You can create a new column to categorize data based on certain conditions. For example, categorizing universities based on their world ranking:

def create_category(ranking):
if (ranking >= 1) & (ranking <= 100):
return "First Tier Top University"
elif (ranking >= 101) & (ranking <= 200):
return "Second Tier Top University"
elif (ranking >= 201) & (ranking <= 300):
return "Third Tier Top University"
return "Other Top University"

df['Rank_Level'] = df['world_rank'].apply(lambda x: create_category(x))
df.head()

Creating a Basic Pivot Table

To create a pivot table comparing rank levels versus country of universities in terms of overall score:

pivot = df.pivot_table(values='score', index='country', columns='Rank_Level', aggfunc=np.mean)
pivot.head()

This creates a hierarchical DataFrame where the index (rows) are by country and the columns have two levels: the mean value and the rank levels.

Handling NaN Values

NaN values indicate missing data.
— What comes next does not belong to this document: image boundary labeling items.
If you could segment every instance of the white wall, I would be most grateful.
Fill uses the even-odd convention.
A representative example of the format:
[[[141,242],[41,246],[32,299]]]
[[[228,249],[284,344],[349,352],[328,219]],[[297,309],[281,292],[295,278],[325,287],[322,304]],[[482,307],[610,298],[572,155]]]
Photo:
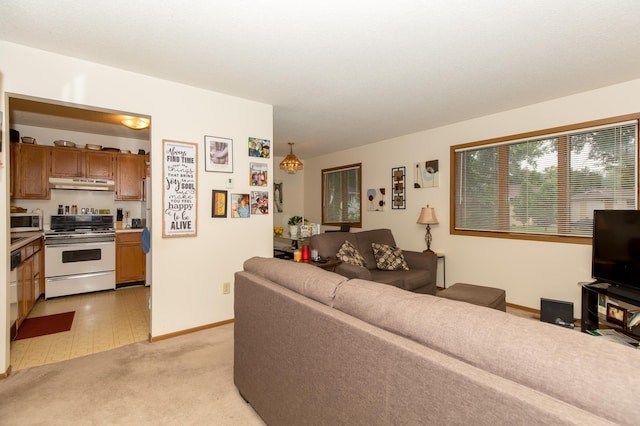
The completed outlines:
[[[425,227],[416,224],[420,208],[436,209],[439,225],[432,226],[432,249],[444,252],[447,285],[475,283],[503,288],[507,302],[535,309],[540,298],[571,301],[580,315],[579,281],[591,277],[591,246],[454,236],[449,234],[450,150],[456,144],[541,130],[640,111],[640,80],[605,87],[426,130],[366,147],[345,150],[305,161],[305,193],[319,192],[320,170],[362,162],[362,189],[391,188],[391,168],[407,167],[407,208],[384,212],[363,210],[363,229],[387,227],[402,248],[423,250]],[[416,161],[439,160],[440,186],[413,188],[411,169]],[[389,202],[390,197],[387,196]],[[305,213],[320,220],[320,198],[305,197]],[[439,267],[442,263],[439,262]]]
[[[234,141],[234,188],[249,193],[249,137],[273,140],[273,108],[258,102],[150,78],[103,65],[0,41],[0,111],[7,93],[148,115],[151,130],[153,200],[151,288],[152,336],[233,318],[233,282],[242,262],[272,254],[271,214],[250,219],[211,218],[211,190],[225,189],[226,173],[205,172],[204,136]],[[0,240],[8,241],[8,127],[3,129],[4,167],[0,170]],[[162,140],[197,143],[198,233],[192,238],[162,238]],[[273,167],[273,160],[264,160]],[[269,187],[270,193],[271,187]],[[0,276],[8,278],[8,243],[0,245]],[[232,287],[233,288],[233,287]],[[8,290],[0,291],[0,373],[9,364]]]

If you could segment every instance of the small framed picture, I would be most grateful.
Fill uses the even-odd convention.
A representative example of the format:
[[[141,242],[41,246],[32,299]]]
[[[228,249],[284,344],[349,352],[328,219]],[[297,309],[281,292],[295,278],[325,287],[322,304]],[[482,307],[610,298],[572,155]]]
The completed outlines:
[[[227,191],[211,191],[211,217],[227,217]]]
[[[266,163],[249,163],[249,184],[251,186],[267,186],[269,165]]]
[[[249,138],[249,157],[269,158],[271,141],[269,139]]]
[[[231,194],[231,217],[232,218],[251,217],[251,207],[249,206],[249,194]]]
[[[613,303],[607,303],[607,321],[626,327],[627,314],[625,308]]]
[[[233,173],[233,139],[204,137],[204,170]]]

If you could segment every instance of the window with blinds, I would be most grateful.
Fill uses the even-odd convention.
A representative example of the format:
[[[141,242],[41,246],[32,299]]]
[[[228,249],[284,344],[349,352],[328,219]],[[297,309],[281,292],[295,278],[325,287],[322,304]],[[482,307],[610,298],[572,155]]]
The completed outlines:
[[[453,146],[452,232],[588,242],[594,210],[637,208],[631,117]]]
[[[322,224],[362,226],[361,164],[322,170]]]

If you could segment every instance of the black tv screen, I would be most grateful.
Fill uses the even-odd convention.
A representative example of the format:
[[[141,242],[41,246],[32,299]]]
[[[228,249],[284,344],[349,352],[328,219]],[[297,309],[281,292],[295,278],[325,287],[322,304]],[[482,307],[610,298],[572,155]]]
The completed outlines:
[[[593,278],[640,289],[640,211],[593,212]]]

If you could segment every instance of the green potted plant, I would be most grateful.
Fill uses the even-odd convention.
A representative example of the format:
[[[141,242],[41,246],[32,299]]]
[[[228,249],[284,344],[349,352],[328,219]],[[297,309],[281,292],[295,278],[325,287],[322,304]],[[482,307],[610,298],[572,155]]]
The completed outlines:
[[[289,236],[291,238],[298,238],[298,227],[304,222],[302,216],[291,216],[289,218]]]

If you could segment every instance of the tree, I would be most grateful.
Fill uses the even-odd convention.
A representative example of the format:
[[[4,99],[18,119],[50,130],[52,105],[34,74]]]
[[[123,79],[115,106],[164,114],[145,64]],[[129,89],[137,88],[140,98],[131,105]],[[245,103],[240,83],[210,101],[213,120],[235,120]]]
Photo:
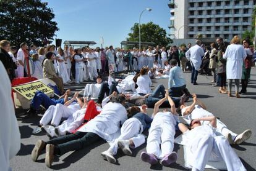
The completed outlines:
[[[135,23],[130,30],[132,33],[128,34],[127,41],[139,41],[139,23]],[[142,42],[151,42],[163,46],[173,42],[173,40],[167,37],[166,31],[153,22],[141,25],[140,33]]]
[[[0,40],[12,46],[22,42],[43,46],[59,30],[54,14],[40,0],[0,0]]]

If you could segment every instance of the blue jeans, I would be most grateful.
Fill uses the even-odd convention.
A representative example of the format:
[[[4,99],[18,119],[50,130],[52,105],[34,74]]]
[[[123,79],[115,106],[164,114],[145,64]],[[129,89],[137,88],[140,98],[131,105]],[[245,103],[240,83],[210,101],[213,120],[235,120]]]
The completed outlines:
[[[183,95],[183,90],[186,89],[186,84],[181,87],[171,87],[169,89],[169,95],[171,97],[181,97]]]
[[[191,83],[197,82],[197,75],[198,74],[198,71],[195,70],[195,66],[192,63],[191,63],[192,65],[192,73],[191,73]]]
[[[64,98],[59,100],[55,100],[54,98],[50,98],[43,92],[40,91],[36,92],[32,101],[30,103],[30,106],[34,109],[38,109],[40,105],[46,109],[51,105],[56,105],[58,103],[64,104]]]

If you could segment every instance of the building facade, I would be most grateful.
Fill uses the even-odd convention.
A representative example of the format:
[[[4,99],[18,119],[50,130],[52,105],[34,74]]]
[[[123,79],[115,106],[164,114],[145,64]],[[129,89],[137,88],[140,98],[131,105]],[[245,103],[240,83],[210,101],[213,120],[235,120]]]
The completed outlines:
[[[255,0],[170,0],[170,37],[222,37],[229,41],[252,30]]]

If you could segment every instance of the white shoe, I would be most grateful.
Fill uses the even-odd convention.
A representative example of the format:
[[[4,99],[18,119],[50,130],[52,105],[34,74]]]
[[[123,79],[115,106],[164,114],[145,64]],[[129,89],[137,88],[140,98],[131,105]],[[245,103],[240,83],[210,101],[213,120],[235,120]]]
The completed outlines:
[[[245,131],[244,131],[243,133],[240,133],[236,137],[234,141],[234,143],[236,145],[240,145],[244,141],[250,138],[251,135],[252,135],[252,131],[249,129],[245,130]]]
[[[225,135],[225,138],[228,140],[228,141],[229,143],[229,145],[233,145],[234,143],[233,140],[232,139],[231,133],[228,133]]]
[[[41,127],[42,131],[46,133],[47,136],[50,138],[53,138],[54,136],[57,136],[54,132],[54,127],[52,125],[49,125],[48,127],[45,126]]]
[[[129,140],[119,140],[117,142],[117,145],[124,154],[127,156],[131,156],[132,154],[132,151],[130,151],[129,147]]]
[[[116,162],[116,159],[114,157],[113,154],[109,151],[105,151],[101,153],[102,157],[103,159],[107,160],[110,163],[115,164]]]

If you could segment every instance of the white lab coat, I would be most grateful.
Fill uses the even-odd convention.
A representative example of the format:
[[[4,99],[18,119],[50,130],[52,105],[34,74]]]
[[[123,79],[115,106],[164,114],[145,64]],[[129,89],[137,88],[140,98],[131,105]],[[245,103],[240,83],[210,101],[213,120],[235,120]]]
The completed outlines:
[[[186,57],[192,63],[196,70],[199,70],[202,63],[202,57],[204,55],[205,52],[203,49],[197,44],[191,47],[186,52]]]
[[[37,79],[43,78],[43,66],[42,63],[40,60],[36,60],[34,62],[35,70],[34,73],[32,75],[32,77]]]
[[[113,141],[116,133],[127,119],[126,109],[120,103],[109,102],[102,111],[78,131],[93,132],[106,141]]]
[[[147,74],[138,77],[136,84],[138,85],[138,88],[136,89],[138,93],[147,94],[152,92],[150,89],[152,82]]]
[[[156,114],[149,130],[147,142],[148,153],[162,159],[173,152],[177,118],[177,116],[170,112],[158,112]]]
[[[24,63],[25,61],[25,54],[23,52],[22,49],[21,48],[19,49],[18,52],[17,54],[17,60],[18,60],[18,62],[19,60],[21,60],[23,63]],[[17,78],[23,78],[24,77],[24,66],[21,65],[20,63],[17,67]]]
[[[20,148],[20,133],[11,95],[11,82],[0,62],[0,170],[11,170],[9,160]]]
[[[227,79],[242,78],[242,64],[247,54],[244,47],[241,44],[228,46],[223,58],[227,59]]]

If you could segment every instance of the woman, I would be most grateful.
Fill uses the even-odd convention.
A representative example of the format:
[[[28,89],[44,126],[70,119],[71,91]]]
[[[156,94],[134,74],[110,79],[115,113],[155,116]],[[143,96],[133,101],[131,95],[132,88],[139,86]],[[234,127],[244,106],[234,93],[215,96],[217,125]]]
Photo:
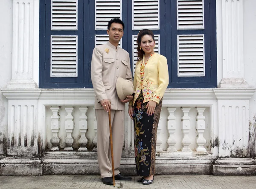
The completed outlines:
[[[169,77],[166,58],[154,52],[153,32],[141,31],[137,43],[138,61],[134,80],[136,90],[128,113],[134,123],[137,174],[143,176],[138,182],[148,185],[153,183],[155,173],[157,131]]]

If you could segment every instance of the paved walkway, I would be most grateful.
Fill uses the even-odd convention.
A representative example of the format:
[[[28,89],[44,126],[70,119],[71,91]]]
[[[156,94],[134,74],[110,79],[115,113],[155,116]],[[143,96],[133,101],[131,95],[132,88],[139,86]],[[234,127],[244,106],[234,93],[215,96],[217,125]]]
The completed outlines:
[[[255,189],[256,176],[162,176],[154,177],[154,183],[144,186],[137,181],[117,181],[116,187],[102,183],[99,176],[44,175],[37,177],[0,176],[0,189]]]

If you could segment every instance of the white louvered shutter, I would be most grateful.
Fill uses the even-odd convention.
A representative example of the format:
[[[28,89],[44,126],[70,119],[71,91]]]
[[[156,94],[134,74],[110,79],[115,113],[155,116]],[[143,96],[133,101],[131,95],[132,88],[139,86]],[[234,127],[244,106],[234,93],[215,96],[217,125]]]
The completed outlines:
[[[133,0],[133,30],[159,29],[159,0]]]
[[[204,35],[177,36],[178,76],[205,76]]]
[[[108,35],[95,35],[95,47],[100,45],[105,44],[108,41]],[[122,39],[119,42],[118,46],[122,48]]]
[[[122,0],[95,0],[95,29],[106,30],[113,18],[122,19]]]
[[[51,77],[77,76],[77,36],[51,37]]]
[[[52,30],[77,30],[78,0],[52,0]]]
[[[138,36],[137,35],[134,35],[132,36],[133,37],[133,43],[132,43],[132,54],[133,56],[133,65],[132,67],[132,73],[133,76],[134,75],[134,71],[135,70],[135,66],[136,65],[136,62],[138,59],[138,56],[137,55],[137,37]],[[154,51],[155,53],[158,54],[160,54],[160,35],[154,35],[155,40],[156,41],[156,47],[154,48]]]
[[[177,0],[178,29],[204,28],[204,0]]]

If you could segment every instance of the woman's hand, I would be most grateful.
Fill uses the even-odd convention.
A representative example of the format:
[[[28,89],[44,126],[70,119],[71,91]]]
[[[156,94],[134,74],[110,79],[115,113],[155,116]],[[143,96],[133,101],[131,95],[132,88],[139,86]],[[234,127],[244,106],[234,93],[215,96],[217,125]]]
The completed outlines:
[[[147,108],[147,114],[149,116],[152,116],[152,114],[153,114],[154,113],[154,109],[156,108],[156,106],[157,105],[157,102],[153,101],[151,100],[148,104],[147,104],[147,105],[146,106],[146,108]]]
[[[129,109],[128,110],[128,113],[130,117],[131,118],[131,119],[133,119],[133,108],[132,106],[129,106]]]

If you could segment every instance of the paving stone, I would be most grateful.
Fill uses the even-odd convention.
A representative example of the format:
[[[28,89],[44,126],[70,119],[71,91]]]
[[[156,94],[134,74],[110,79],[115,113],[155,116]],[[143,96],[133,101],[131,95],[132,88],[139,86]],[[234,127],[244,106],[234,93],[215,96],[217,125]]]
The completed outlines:
[[[0,189],[253,189],[256,185],[256,176],[156,175],[148,186],[137,182],[138,178],[116,181],[114,187],[102,183],[98,175],[0,176]]]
For instance, if a country has observations only in the "Other Top Universities" category, it will have NaN values for the other categories.

Using Multiple Aggregation Functions

You can pass multiple functions to the aggfunc parameter:

pivot_multi = df.pivot_table(values='score', index='country', columns='Rank_Level', aggfunc=[np.mean, np.max])
pivot_multi.head()

This will add hierarchical column names showing both the mean and the maximum values.

Adding Marginal Values

To include marginal values for overall averages and maximums:

pivot_margins = df.pivot_table(values='score', index='country', columns='Rank_Level', aggfunc=[np.mean, np.max], margins=True)
pivot_margins.head()

Accessing Data in Pivot Tables

You can access specific data in the pivot table similar to a regular DataFrame. For example, to get the average scores of First Tier Top Universities in each country:

first_tier_mean = pivot_multi['mean']['First Tier Top University']
first_tier_mean.head()

To find the country with the maximum average score for First Tier Top Universities:

first_tier_mean.idxmax()

Reshaping Pivot Tables with Stack and Unstack

Stacking pivots the lowermost column index to become the innermost row index. Unstacking is the inverse operation.

stacked_df = pivot_margins.stack()
stacked_df.head()

unstacked_df = stacked_df.unstack()
unstacked_df.head()

Unstacking twice in a row returns a series object, as it unravels all hierarchical indices.

unstacked_twice = stacked_df.unstack().unstack()
unstacked_twice.head()